Piedmont is an astoundingly beautiful region located on the north west of Italy, bordering with Aosta Valley, surrounded by the highest mountains of the Alps, its name translates to “the foot of the mountains”. Piedmont or Piemonte in Italian is a perfect region for mountains lovers, whether skiing during the winter or just climbing and walking during the summer.
The capital of this region is Turin, until 1864 the first Italian capital during the Savoy reign, that still preserves some of the architecture and buildings of the period, including the very grand Residences of the Royal House of Savoy or the Mole Antonelliana, a monumental building started during the Savoy era, and originally conceived as a synagogue, now a museum and considered to be the tallest museum in the world.
Turin has a rich culture and history, and it is well known for its renaissance, baroque and neo classical architecture.
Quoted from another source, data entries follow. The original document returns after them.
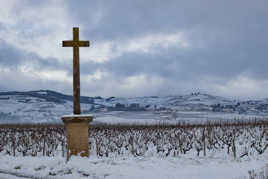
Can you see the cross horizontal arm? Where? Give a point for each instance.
(69, 43)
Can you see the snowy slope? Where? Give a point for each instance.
(48, 106)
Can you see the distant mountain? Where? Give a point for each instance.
(49, 106)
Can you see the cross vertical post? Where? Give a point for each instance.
(75, 43)
(76, 125)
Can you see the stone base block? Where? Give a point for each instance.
(77, 134)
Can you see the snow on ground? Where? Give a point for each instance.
(129, 167)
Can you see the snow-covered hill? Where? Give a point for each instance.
(49, 106)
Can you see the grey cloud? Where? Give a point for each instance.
(227, 39)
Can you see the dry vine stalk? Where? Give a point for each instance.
(165, 140)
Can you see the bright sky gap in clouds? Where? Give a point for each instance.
(138, 48)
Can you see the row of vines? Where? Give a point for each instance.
(238, 140)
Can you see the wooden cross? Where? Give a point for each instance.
(75, 43)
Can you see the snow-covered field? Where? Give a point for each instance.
(129, 167)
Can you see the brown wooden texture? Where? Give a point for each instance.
(75, 43)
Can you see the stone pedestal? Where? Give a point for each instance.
(77, 134)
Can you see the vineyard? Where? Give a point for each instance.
(233, 139)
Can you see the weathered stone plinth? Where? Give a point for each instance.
(77, 134)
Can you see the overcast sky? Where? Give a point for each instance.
(138, 47)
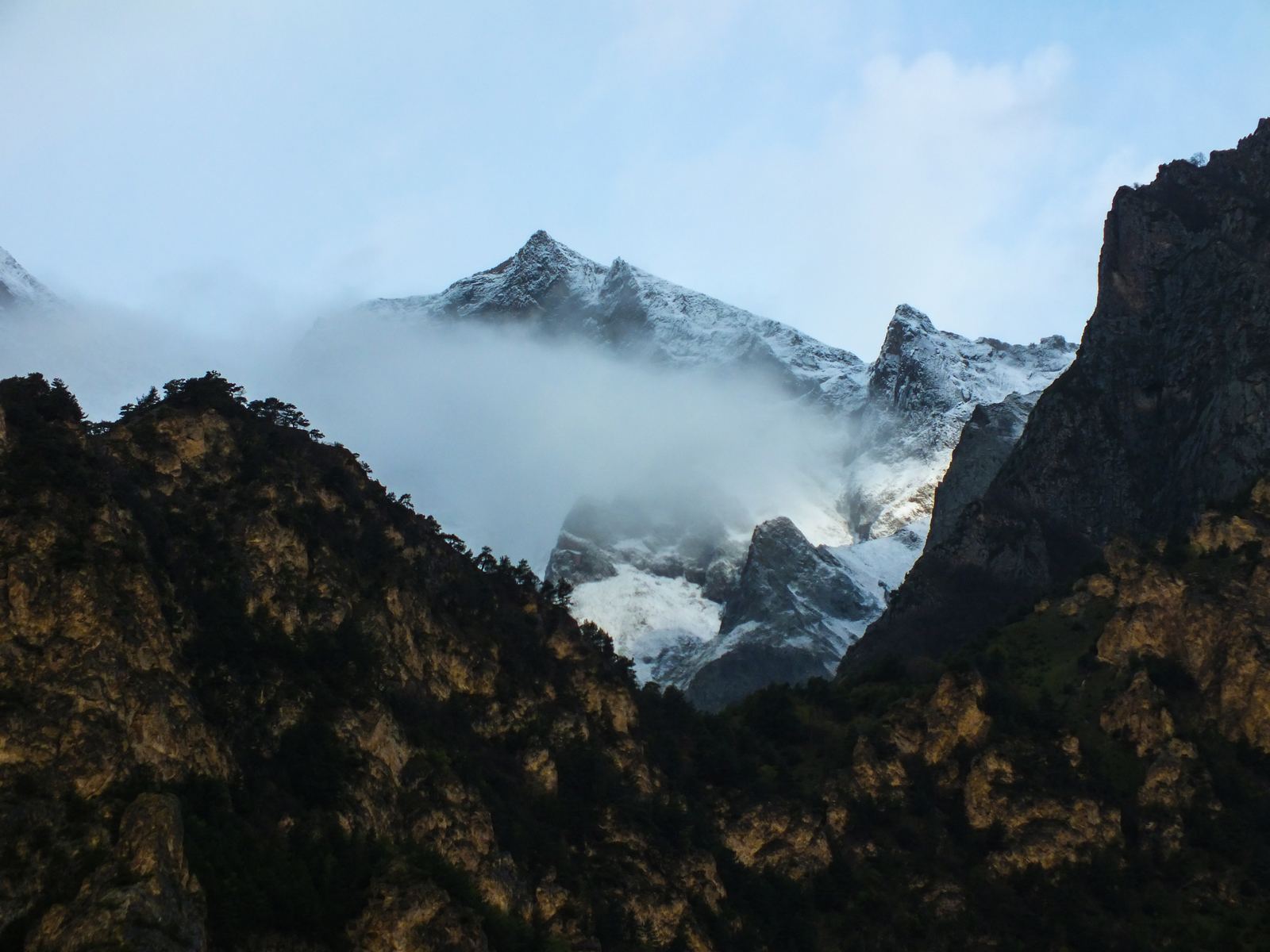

But Piedmont is not just Turin, it is also Vercelli, with its cathedral and synagogue, Asti with is Roman remains and Verbania, located on the shore of the Lake Maggiore. And Piedmont is also food, the slow food movement was conceived here and the Salone del Gusto or Cioccolatò, a popular and very famous chocolate fair, are held here every year or the truffles, Alba is its capital with its white truffles being the most expensive in the world.
Piedmont is also one of the main wine producing Italian regions, with around 40% of DOC and DOCG wines being made here, from Barolo to Barbaresco, from the Barberas, Alba ad Asti, to the Dolcetto or Gavi and Arneis only to mention a few. There are two major features affecting the weather in Piedmont and therefore wine production, the ice cold Alps and the warm Mediterranean. The tug of war (a.k.a. Diurnal) temperature variation makes the whole area fill up with fog in the morning that slowly burns off during the day. This means the land higher up on the hills gets more sun. More sun = happy grapes = good wine.